In [1]:
##### manipulating text data

In [2]:
# https://scikit-learn.org/stable/modules/feature_extraction.html#text-feature-extraction
# https://scikit-learn.org/stable/modules/generated/sklearn.feature_extraction.text.CountVectorizer.html
# https://scikit-learn.org/stable/modules/generated/sklearn.feature_extraction.text.TfidfVectorizer.html

In [3]:
import numpy as np
import pandas as pd

In [4]:
# doc corpus (from BB)
corpus = ["This is a brown house. This house is big. The street number is 1.",
          "This is a small house. This house has 1 bedroom. The street number is 12.",
          "This dog is brown. This dog likes to play.",
          "The dog is in the bedroom."]
corpus

['This is a brown house. This house is big. The street number is 1.',
 'This is a small house. This house has 1 bedroom. The street number is 12.',
 'This dog is brown. This dog likes to play.',
 'The dog is in the bedroom.']

In [9]:
# Word Occurence 

# - max_df (default 1): 
#             When building the vocabulary ignore terms that have a document frequency 
#             strictly higher than the given threshold (corpus-specific stop words). 
# - min_df (default 1): 
#           When building the vocabulary ignore terms that have a document frequency 
#           strictly lower than the given threshold.
# - max_features (default None) : 
#             If not None, build a vocabulary that only consider the top max_features 
#            ordered by term frequency across the corpus.
# - token_pattern (default r"\b\w\w+\b"): 
#            Regular expression denoting what constitutes a “token”, only used if analyzer == 'word' (default);
#            the default regexp select tokens of 2 or more alphanumeric characters.
#            Note: punctuation is completely ignored and always treated as a token separator.
# - ngram_range (default (1,1)):
#            The lower and upper boundary of the range of n-values for different n-grams to be extracted. 
#            All values of n such that min_n <= n <= max_n will be used.

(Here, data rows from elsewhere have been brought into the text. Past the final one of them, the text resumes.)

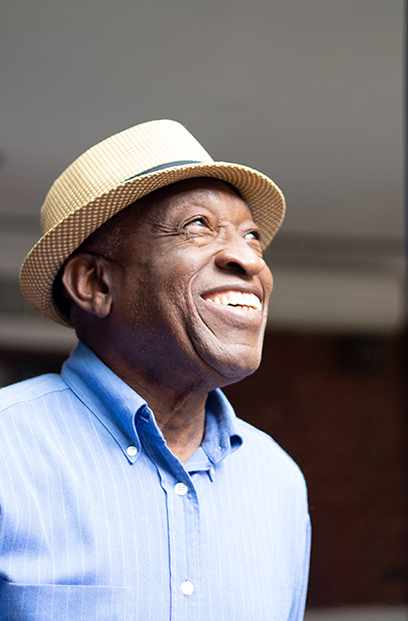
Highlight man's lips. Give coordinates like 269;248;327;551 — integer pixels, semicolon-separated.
202;289;262;311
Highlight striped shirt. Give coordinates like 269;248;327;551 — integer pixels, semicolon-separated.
0;343;310;621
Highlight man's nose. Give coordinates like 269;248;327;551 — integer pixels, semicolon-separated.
215;235;266;276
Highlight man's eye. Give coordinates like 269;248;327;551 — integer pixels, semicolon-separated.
244;231;260;241
184;216;208;227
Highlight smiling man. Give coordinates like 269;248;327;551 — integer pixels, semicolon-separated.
0;121;310;621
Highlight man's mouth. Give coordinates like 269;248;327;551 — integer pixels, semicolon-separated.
203;290;262;311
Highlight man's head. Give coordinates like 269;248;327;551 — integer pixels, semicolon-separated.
20;120;285;327
57;174;272;387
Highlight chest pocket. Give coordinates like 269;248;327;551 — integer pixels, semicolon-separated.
0;580;135;621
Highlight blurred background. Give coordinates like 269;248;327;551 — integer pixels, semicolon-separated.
0;0;408;621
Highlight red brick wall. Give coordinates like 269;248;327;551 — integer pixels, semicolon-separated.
226;333;408;606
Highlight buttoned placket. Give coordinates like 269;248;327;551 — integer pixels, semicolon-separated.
136;408;204;621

from sklearn.feature_extraction.text import CountVectorizer
cv = CountVectorizer(
    lowercase=True, 
    stop_words='english', 
    min_df=1, max_df=len(corpus)+1, max_features=None, 
    ngram_range=(1, 1))
df = pd.DataFrame(cv.fit_transform(corpus).toarray(), columns=cv.get_feature_names())
print(cv.vocabulary_)
print(cv.stop_words_)
df

{'brown': 3, 'house': 5, 'big': 2, 'street': 10, 'number': 7, 'small': 9, 'bedroom': 1, '12': 0, 'dog': 4, 'likes': 6, 'play': 8}
set()


Unnamed: 0,12,bedroom,big,brown,dog,house,likes,number,play,small,street
0,0,0,1,1,0,2,0,1,0,0,1
1,1,1,0,0,0,2,0,1,0,1,1
2,0,0,0,1,2,0,1,0,1,0,0
3,0,1,0,0,1,0,0,0,0,0,0


In [10]:
# Normalized Word Occurence

from sklearn.feature_extraction.text import TfidfVectorizer
tv = TfidfVectorizer(
    use_idf=False, norm='l2',
    lowercase=True, 
    stop_words='english', 
    min_df=1, max_df=len(corpus)+1, max_features=None, 
    ngram_range=(1, 1))
df = pd.DataFrame(tv.fit_transform(corpus).toarray(), columns=tv.get_feature_names())
df

Unnamed: 0,12,bedroom,big,brown,dog,house,likes,number,play,small,street
0,0.0,0.0,0.353553,0.353553,0.0,0.707107,0.0,0.353553,0.0,0.0,0.353553
1,0.333333,0.333333,0.0,0.0,0.0,0.666667,0.0,0.333333,0.0,0.333333,0.333333
2,0.0,0.0,0.0,0.377964,0.755929,0.0,0.377964,0.0,0.377964,0.0,0.0
3,0.0,0.707107,0.0,0.0,0.707107,0.0,0.0,0.0,0.0,0.0,0.0


In [35]:
# Tf-Idf

from sklearn.feature_extraction.text import TfidfVectorizer
tv = TfidfVectorizer(use_idf=False, norm='l2',
                    lowercase=True, stop_words='english', min_df=1, max_df=len(corpus)+1, max_features=None, ngram_range=(1, 1))
df = pd.DataFrame(tv.fit_transform(corpus).toarray(), columns=tv.get_feature_names())
df

Unnamed: 0,12,bedroom,big,brown,dog,house,likes,number,play,small,street
0,0.0,0.0,0.353553,0.353553,0.0,0.707107,0.0,0.353553,0.0,0.0,0.353553
1,0.333333,0.333333,0.0,0.0,0.0,0.666667,0.0,0.333333,0.0,0.333333,0.333333
2,0.0,0.0,0.0,0.377964,0.755929,0.0,0.377964,0.0,0.377964,0.0,0.0
3,0.0,0.707107,0.0,0.0,0.707107,0.0,0.0,0.0,0.0,0.0,0.0


In [40]:
# doc corpus (from BB)

document1 = """In Greek mythology, Python (Greek: Πύθων, gen.: Πύθωνος) was the earth-dragon of 
Delphi, always represented in Greek sculpture and vase-paintings as a serpent. He presided at the 
Delphic oracle, which existed in the cult center for his mother, Gaia, "Earth," Pytho being the 
place name that was substituted for the earlier Krisa.[1] Hellenes considered the site to be the 
center of the earth, represented by a stone, the omphalos or navel, which Python guarded."""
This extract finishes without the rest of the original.